Columnist and Fox News contributor Charles Krauthammer gave Perry a back-handed break by pointing to Obama's equivalent attack on Republicans for "putting party over country." Politico.com has this exchange between Krauthammer and Fox's Brett Baier:
Charles Krauthammer: "When the president accuses the Republicans of putting party over country, and at another stop he said they want America to fail so they will succeed politically. That is a sophisticated way of essentially accusing the Republicans of near-treasonous behavior. Now, of course, he's sophisticated and practiced and articulate, so he won't use the word the way that Perry did. But it's the same idea."
Bret Baier: "Are you suggesting that Texas Gov. Perry is not articulate?"
Krauthammer: "I'm saying the way he articulated his attack on Bernanke, it was a demonstration that he does not have the art and the artiful way of presenting it that Obama does. It's essentially [an] equivalent claim. These people care nothing about country, only about self-interest and politics and re-election."
Later, Krauthammer says "if you're going to call out Perry on his use of that, I'd call out the president on that as well."
Democrats threw out their recently minted "civility" book to implement their slash and burn 2012 campaign strategy, calling patriotic Americans "terrorists," "racists," "extremists," "tyrants," "aren't American people," and "hostage-takers."
They're counting on Republicans caring more about their "civility" image than saving America.
At his Dec. 10, 2010 press conference, President Obama was asked about harsh criticism from his liberal Democratic base for agreeing to a two-year extension of the Bush tax cuts for all Americans. Obama referred to Republicans opposed to raising taxes as "hostage takers":
"I've said before that I think that the middle class tax cuts were being held hostage to the high end tax cuts. I think it's tempting not to negotiate with hostage-takers unless the hostage gets harmed then people will question the wisdom of that strategy. In this case, the hostage was the American people and I was not willing to see them get harmed."
Obama didn't explain why Democrats aren't "hostage-takers."
A Tea Party member took Obama at his word when Obama said the reason for his bus tour was: "I want to hear from you guys." Ryan Rhodes politely asked Obama why his Vice President called the Tea Party terrorists.
Dana Perino, former press secretary for President George W. Bush, said Ryan's question "crossed a line." She prefers to "err on the side of extra civility."
Perry's opening jabs at President Obama and Bernanke pale in comparison to the verbal attacks that Adams, Jefferson and Hamilton fired at each other.
The election of 2012 is no less vital.
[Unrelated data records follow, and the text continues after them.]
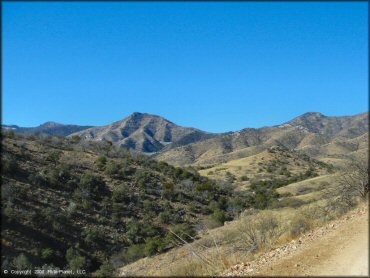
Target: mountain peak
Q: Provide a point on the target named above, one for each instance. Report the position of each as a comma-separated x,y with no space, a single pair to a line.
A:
50,124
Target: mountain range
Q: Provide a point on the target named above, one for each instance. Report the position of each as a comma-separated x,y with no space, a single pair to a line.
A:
312,133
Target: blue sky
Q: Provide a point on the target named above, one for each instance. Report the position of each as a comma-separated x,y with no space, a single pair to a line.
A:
216,66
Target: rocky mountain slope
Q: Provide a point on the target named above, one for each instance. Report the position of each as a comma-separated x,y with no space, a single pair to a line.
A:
145,133
48,128
318,135
76,207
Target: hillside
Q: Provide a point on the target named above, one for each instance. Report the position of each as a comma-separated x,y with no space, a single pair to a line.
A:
309,133
145,133
97,206
48,128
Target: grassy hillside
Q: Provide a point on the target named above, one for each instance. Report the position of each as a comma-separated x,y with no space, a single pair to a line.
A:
94,206
275,163
316,135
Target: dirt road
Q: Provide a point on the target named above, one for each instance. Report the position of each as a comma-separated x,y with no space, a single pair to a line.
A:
339,249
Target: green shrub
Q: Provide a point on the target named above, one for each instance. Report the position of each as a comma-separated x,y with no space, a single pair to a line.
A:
47,253
54,156
9,165
101,162
105,270
91,184
299,226
75,260
219,215
153,246
21,262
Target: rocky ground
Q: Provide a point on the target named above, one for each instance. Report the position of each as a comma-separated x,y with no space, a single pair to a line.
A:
338,248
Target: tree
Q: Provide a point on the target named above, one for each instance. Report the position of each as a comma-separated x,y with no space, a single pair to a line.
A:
75,260
21,262
54,156
105,270
354,182
101,162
It's between advocates of a centralized federal government and advocates of decentralized power of the states, more closely accountable to "We the People."
Reason.com has posted a short video clip quoting some of the "attack ads" from the 1800 election, available here. American Enterprise scholar Stephen F. Hayward opined in The New York Times on April 20: "The vitriol in that election would make Fox News and MSNBC blush."
Imagine Perino, Rove and Kristol lecturing Jefferson, Adams and Hamilton about civility.
Jan LaRue is senior legal analyst with the American Civil Rights Union.